Innovation has two apps of note here. One is the generator, the other is the app to conduct a directed conversation.

The Generator

The generator lets teachers create, with optional assist from AI, a directed conversation at the level they need for their students. Innovation uses the “Common European Framework of Reference for Languages” (CEFR)) standard to define linguistic competence at various levels. The CEFR is widely used to assess and compare the language proficiency of learners across different languages and educational systems. To run the generator, teachers complete the basic form:

Once set, teachers can use the AI integration to generate a conversation according to the criteria they set. Once checking and editing, teachers can save the task to use with students.

Conversation Levels in Our App: What They Look Like

🌱 A Level – Beginner (Student-Directed Conversations)

Conversations are simple and highly structured.
The instructor’s lines are fully written out in the target language, like a script.
The student sees step-by-step English instructions for what to do (e.g., “Ask for a drink”), but they are not given exact words to say.
Focus: The student practices basic survival phrases and predictable interactions, like ordering food or asking for directions.
Example format:
- Student – Ask for a table for two.
- Instructor – Bien sûr, par ici.

🔹 B Level – Intermediate (Improvised, Goal-Based Conversations)

At this level, conversations are more flexible and involve guided improvisation.

There are two conversation types:

Instructor Starts:
The instructor follows prompts written in the target language to improvise their parts.
The student’s tasks remain in English as communicative goals (e.g., “Ask the price”).
Student Starts:
The student leads the conversation by following English prompts (e.g., “Explain your travel plans”).
The instructor follows prompts in the target language to guide the conversation, but now both participants are improvising.
Focus: Building the ability to navigate everyday situations and handle less predictable responses.

🔸 C Level – Advanced (Fully Improvised, High-Level Conversations)

These conversations are complex, nuanced, and resemble real-life discussions.
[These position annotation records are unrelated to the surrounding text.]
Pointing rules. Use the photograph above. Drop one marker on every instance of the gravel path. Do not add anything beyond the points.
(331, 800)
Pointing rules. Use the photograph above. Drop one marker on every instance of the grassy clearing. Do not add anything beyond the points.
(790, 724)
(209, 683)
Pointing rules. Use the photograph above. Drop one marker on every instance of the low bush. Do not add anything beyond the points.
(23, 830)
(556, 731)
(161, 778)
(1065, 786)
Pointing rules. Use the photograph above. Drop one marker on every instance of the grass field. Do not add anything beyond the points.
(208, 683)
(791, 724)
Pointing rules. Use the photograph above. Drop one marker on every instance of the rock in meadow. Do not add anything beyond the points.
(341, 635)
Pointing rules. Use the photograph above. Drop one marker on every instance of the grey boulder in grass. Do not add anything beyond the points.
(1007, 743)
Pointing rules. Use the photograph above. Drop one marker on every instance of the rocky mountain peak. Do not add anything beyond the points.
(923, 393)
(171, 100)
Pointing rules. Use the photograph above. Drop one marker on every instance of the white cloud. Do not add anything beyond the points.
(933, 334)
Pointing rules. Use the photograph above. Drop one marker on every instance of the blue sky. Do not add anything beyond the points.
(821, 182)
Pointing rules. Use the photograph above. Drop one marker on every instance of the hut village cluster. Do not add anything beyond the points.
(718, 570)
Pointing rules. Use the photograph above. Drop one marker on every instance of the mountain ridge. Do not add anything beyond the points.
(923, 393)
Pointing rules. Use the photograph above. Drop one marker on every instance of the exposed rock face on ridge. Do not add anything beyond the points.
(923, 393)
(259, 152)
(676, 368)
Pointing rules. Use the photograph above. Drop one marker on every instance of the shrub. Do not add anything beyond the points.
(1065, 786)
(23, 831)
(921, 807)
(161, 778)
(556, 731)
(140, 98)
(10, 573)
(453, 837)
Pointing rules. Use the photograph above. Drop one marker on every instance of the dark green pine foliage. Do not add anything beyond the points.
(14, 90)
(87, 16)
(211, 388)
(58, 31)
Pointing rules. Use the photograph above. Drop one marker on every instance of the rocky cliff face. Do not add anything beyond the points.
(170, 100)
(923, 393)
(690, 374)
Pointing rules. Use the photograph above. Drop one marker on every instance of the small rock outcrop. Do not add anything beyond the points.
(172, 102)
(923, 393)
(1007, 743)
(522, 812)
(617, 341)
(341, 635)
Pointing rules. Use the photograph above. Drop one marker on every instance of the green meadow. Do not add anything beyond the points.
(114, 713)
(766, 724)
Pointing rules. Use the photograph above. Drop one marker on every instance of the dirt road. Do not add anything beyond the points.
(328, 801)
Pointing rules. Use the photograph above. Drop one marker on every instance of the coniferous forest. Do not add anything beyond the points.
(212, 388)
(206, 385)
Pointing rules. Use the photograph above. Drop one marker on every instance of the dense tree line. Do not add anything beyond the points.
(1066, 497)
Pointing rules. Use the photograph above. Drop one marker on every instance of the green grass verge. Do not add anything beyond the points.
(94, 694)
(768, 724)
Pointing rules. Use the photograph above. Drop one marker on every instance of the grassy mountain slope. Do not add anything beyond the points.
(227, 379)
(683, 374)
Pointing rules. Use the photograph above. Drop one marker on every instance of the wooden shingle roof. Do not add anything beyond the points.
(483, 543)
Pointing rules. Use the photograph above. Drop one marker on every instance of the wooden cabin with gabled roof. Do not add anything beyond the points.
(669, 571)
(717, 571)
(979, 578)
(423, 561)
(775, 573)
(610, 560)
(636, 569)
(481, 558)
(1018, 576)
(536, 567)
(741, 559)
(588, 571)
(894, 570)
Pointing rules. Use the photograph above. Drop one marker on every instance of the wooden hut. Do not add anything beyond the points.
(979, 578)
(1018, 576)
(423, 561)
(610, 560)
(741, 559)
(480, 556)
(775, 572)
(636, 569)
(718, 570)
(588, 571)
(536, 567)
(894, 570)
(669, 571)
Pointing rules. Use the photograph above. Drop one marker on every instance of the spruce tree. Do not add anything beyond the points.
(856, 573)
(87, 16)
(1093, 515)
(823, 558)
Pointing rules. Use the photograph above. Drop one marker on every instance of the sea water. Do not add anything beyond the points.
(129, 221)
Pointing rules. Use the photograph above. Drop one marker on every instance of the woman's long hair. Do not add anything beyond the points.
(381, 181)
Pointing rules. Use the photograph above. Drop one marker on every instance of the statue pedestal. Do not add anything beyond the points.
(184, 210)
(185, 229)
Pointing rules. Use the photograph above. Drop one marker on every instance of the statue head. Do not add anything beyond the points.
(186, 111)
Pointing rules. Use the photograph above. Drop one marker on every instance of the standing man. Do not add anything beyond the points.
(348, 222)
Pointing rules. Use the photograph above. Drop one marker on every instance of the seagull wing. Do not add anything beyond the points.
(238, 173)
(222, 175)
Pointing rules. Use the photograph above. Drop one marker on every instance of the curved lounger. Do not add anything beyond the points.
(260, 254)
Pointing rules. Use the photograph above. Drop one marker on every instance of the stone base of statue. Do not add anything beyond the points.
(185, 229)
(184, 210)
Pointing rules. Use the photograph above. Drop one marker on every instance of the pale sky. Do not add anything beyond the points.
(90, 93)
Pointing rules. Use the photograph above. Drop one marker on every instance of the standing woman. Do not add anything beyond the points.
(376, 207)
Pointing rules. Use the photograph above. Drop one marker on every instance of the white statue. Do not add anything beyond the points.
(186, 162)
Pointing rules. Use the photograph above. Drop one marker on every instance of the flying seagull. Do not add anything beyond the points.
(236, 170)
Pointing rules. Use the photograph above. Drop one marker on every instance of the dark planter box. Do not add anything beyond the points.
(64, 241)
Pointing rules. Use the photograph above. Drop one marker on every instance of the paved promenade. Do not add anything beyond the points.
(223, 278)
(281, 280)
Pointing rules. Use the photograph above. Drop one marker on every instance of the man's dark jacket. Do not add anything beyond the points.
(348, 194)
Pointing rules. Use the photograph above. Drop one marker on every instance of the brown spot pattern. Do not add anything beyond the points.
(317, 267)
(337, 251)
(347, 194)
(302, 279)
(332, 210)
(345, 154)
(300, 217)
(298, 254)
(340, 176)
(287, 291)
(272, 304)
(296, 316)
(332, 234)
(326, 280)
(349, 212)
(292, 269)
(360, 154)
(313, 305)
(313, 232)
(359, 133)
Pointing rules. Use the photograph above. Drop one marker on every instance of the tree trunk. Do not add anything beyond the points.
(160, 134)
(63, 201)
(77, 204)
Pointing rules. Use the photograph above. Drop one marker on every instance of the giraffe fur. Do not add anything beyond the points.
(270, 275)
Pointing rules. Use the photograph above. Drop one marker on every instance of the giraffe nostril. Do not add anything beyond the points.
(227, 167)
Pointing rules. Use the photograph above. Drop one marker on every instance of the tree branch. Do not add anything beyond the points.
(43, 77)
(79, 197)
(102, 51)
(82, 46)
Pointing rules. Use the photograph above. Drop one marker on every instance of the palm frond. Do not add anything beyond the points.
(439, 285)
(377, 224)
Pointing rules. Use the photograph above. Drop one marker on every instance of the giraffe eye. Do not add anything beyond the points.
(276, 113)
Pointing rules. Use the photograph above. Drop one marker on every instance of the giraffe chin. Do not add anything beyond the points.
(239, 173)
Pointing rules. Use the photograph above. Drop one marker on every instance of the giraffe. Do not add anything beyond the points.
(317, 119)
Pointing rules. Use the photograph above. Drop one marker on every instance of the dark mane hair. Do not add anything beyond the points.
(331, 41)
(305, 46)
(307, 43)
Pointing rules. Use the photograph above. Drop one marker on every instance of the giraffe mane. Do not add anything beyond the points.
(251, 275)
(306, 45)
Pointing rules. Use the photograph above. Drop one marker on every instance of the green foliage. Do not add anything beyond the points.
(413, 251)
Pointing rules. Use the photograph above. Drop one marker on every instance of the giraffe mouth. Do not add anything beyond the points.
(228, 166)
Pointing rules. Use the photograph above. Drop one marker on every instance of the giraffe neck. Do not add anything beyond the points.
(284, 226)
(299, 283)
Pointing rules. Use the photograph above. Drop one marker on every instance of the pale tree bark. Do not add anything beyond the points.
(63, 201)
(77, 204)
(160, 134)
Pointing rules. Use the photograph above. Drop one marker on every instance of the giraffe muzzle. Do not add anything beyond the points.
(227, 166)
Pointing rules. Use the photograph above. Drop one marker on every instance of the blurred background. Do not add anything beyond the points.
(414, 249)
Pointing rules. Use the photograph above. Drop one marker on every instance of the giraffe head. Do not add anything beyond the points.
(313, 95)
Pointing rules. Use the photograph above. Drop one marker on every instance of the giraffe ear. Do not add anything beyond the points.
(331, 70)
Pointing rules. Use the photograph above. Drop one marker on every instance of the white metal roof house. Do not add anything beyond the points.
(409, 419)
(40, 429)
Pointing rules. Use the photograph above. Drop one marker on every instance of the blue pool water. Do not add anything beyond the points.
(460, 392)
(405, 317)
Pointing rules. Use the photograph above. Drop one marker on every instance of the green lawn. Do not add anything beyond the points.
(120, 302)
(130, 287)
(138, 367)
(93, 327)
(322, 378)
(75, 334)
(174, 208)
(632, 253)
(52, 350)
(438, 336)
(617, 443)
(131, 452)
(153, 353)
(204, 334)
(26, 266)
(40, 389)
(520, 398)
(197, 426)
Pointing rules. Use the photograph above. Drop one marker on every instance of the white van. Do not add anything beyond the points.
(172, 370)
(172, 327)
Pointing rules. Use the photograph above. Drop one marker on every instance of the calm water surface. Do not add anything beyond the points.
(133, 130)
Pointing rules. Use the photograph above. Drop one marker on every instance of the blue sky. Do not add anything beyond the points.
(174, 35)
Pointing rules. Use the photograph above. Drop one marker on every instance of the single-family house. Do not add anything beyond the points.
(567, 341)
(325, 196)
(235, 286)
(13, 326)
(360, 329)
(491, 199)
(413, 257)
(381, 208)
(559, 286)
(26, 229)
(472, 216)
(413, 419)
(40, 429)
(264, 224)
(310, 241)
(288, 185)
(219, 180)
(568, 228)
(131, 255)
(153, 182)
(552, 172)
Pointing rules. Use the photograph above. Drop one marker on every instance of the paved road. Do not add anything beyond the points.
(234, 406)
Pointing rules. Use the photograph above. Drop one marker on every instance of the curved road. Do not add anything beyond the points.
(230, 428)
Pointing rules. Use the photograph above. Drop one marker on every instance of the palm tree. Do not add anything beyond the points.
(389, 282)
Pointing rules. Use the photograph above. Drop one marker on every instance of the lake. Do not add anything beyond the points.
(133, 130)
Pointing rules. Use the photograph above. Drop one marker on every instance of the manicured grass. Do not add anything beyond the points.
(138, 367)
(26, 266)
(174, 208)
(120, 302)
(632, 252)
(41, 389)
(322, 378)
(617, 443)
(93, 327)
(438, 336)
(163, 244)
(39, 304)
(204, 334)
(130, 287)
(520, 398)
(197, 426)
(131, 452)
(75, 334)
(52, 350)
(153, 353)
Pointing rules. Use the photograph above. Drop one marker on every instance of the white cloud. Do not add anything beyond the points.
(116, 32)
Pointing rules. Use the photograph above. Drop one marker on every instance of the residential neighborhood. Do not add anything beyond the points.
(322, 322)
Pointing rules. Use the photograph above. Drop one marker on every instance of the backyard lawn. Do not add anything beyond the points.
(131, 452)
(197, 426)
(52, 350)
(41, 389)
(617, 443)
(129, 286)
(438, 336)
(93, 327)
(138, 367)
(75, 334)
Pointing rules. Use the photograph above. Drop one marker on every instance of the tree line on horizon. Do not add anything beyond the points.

There are two conversation types:

Instructor Starts:
Both student and instructor follow target-language prompts (e.g., “Express surprise”, “Invite the other person to develop an idea”).
No English is used in the conversation setup.
Student Starts:
The student leads using target-language prompts to achieve communicative goals.
The instructor follows improvisation cues also written in the target language.
Focus: Encouraging spontaneous, natural conversation with sophisticated language, similar to what’s expected in AP-level or advanced real-world exchanges.

The directed conversation app can be used with one or a group of students. This app has many tools to facilitate either interaction, presumably over a video conferencing app.

As students complete their turn, the teacher can mark the line complete so that both can keep track of where they are in conversation.
If it is an assessment, the teacher can score the student’s turn.
If it is a practice and teachers enter new words or phrases that students request into the “useful words” text field, it is possible to make flashcards practice right away.
If it is a class, students can be sent a join link and can be prompted to record something of what they hear in their classmates’ response.

Give our directed conversation (conversations dirigée) app a try today!

Structured AI Chat at Innovation

Innovation is proud to introduce its newest learning tool: structured AI chat.

We created this feature to empower students to practice conversations and engage with course material outside of class time. Although originally designed for world language learners, our AI chat works beautifully across disciplines, making it a versatile resource for content-based courses as well.

At Innovation, we believe technology should enhance learning in structured, meaningful ways. We call our applications “21st-century learning spaces“—they’re carefully designed to meet educational best practices and support student growth.

Teachers have two powerful ways to use AI chat: hosted or hostless.

The AI’s responses follow strict, teacher-defined parameters.

Hosted Chat: This mirrors Innovation’s original synchronous chat app where teachers facilitated real-time conversations between students. The key difference? Now, students can be paired with AI personas instead of classmates.

Hostless Chat: These are independent, self-paced chat assignments that students can complete on their own. But they’re not free-for-alls—the guardrails are still firmly in place:

The chat transcript is automatically recorded.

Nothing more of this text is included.